What really troubles me about Koko Taylor is that fact that she has so few albums over her career, and she seems so under-appreciated. She really should be as well known as B.B., Muddy, Howling, or John Lee. I would understand it if she had a lackluster band backing her, or she only really delivered on one or two songs on her albums. Not the case at all. Her band fits her raucous style. From the Heart of a Woman is pretty indicative of her range. Her songs are heartfelt ballads and boogie woogie attacks on your booty. She inserts her visceral vocal rattle at that crucial emotional moment in the song. I listen to a Koko album, and I am ready to conquer the world. All the shit I have had to endure during the week transforms from shotgun-sucking depression to fuel for a fire-breathing assault on the powers that be.

From the Heart of a Woman is a foot-tappin,’ finger snappin’ mother fucker. I am not sure if it is her best album overall, but my head is shaking to the time of “It Took a Long Time.” I need to get to bed so that I can get my ass up tomorrow morning, but Koko made me run back to the fridge for a beer to enjoy just a little more of her wailing, bluesy goodness.

All the shit going down has really fucked with my shit. I sat in my kitchen with a friend of mine trying to explain to him that he was not going to get hired by my department, not because he was not qualified, but because he was too good at mentoring students, especially students of color. He questioned his own ability. This is someone who I recognize as, easily, a better teacher and communicator than myself, and I am known campus-wide for my courses (humility is not my strong suit). He was recognized in a year what took me half a decade to develop as a reputation. The fact that these racist fucks, from useless fucking faculty who hand out grades with whoopie-cushion content to administrators promoted above their level of incompetence, make this superior teacher question himself makes me physically ill.

Each injustice and bullshit “ism” have moved me from general thoughts of suicide to concrete contemplations of the least traumatic ways to leave my body for those who will find it. The best I have felt recently was in a dream where I was handed a gas mask that would dispense a life-ending gas. I breathed heavily as a feeling a peace washed over me. I can’t even explain how exquisite this feeling was. It would soon be over. All the shit was behind me, and then I realized all the obligations that I had to others - what financial and other suffering would be imposed by my loss. I removed the mask, and the stress and angst returned as I was jolted awake from the dream.

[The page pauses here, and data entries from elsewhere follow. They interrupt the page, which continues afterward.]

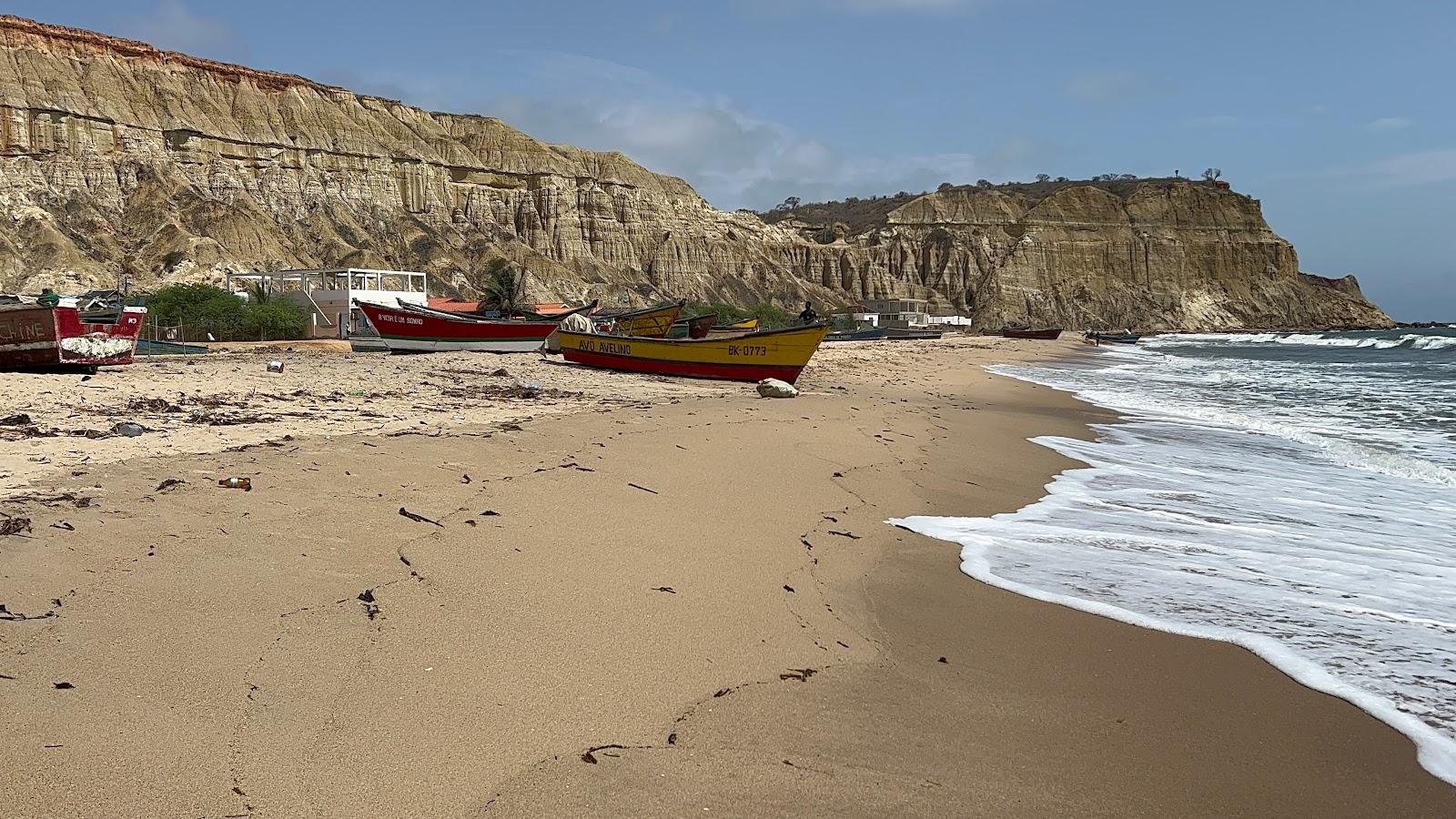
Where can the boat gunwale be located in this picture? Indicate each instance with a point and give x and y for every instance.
(711, 339)
(470, 319)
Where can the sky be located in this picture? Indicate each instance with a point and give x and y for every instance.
(1336, 114)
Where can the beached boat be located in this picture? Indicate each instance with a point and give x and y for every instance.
(412, 329)
(652, 322)
(698, 327)
(1026, 332)
(871, 334)
(41, 336)
(1114, 337)
(906, 334)
(753, 356)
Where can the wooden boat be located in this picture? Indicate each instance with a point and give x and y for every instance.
(698, 327)
(652, 322)
(870, 334)
(412, 329)
(40, 336)
(906, 334)
(753, 356)
(1026, 332)
(1114, 337)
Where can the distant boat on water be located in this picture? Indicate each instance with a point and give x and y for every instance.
(1028, 332)
(871, 334)
(907, 334)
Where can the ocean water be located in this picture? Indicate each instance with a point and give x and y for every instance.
(1292, 493)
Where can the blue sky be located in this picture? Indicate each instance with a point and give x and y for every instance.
(1337, 116)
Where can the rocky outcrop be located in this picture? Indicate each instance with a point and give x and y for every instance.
(1154, 256)
(123, 160)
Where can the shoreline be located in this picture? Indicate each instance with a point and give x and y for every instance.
(502, 652)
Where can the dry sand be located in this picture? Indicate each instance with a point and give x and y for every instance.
(696, 579)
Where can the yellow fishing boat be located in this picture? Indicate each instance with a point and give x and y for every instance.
(652, 322)
(753, 356)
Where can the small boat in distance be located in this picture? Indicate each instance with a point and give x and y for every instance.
(907, 334)
(58, 336)
(1026, 332)
(870, 334)
(754, 356)
(1114, 337)
(412, 329)
(652, 322)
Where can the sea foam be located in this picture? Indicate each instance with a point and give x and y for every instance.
(1300, 511)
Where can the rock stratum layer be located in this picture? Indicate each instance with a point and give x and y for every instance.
(123, 160)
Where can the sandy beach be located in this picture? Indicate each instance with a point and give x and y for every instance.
(451, 593)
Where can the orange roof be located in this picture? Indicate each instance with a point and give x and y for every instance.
(455, 305)
(551, 308)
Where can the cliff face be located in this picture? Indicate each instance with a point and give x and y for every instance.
(118, 159)
(1159, 256)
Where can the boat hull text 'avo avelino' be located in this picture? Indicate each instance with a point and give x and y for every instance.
(410, 329)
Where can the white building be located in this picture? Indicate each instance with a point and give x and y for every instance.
(900, 312)
(329, 293)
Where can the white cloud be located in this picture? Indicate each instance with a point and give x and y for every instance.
(1390, 124)
(1107, 85)
(733, 157)
(1414, 167)
(172, 26)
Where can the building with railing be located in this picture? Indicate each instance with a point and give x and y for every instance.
(900, 312)
(329, 293)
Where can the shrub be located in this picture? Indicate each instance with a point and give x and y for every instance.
(276, 319)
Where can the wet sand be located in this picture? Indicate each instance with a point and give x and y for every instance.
(684, 602)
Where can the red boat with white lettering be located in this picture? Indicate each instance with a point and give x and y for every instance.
(35, 336)
(414, 329)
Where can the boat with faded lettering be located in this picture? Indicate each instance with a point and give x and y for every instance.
(40, 336)
(1113, 337)
(912, 334)
(868, 334)
(412, 329)
(753, 356)
(652, 322)
(1050, 334)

Koko Taylor is a bit of defense against tide of ignorance and hate that is my workplace. We all have demons, some self-imposed and some from those around us. Music is the palliative against the worst vagaries of the brutality of our world. She delivers a blues that, instead of sinking in self-wallowing pity, is a punch in the throat against the barriers that are thrown in our way. A recent fortune cookie advised, “Fall down seven times, get up eight.” This review is for all you mother fuckers who have gotten up eight, nine, ten, fifteen, twenty, two hundred fuckin’ times. Keep getting up. If you have some trouble, put in some Koko Taylor. I will try to get up right along side you.

Koko’s From the Heart of a Woman gets three sweet sticky balls.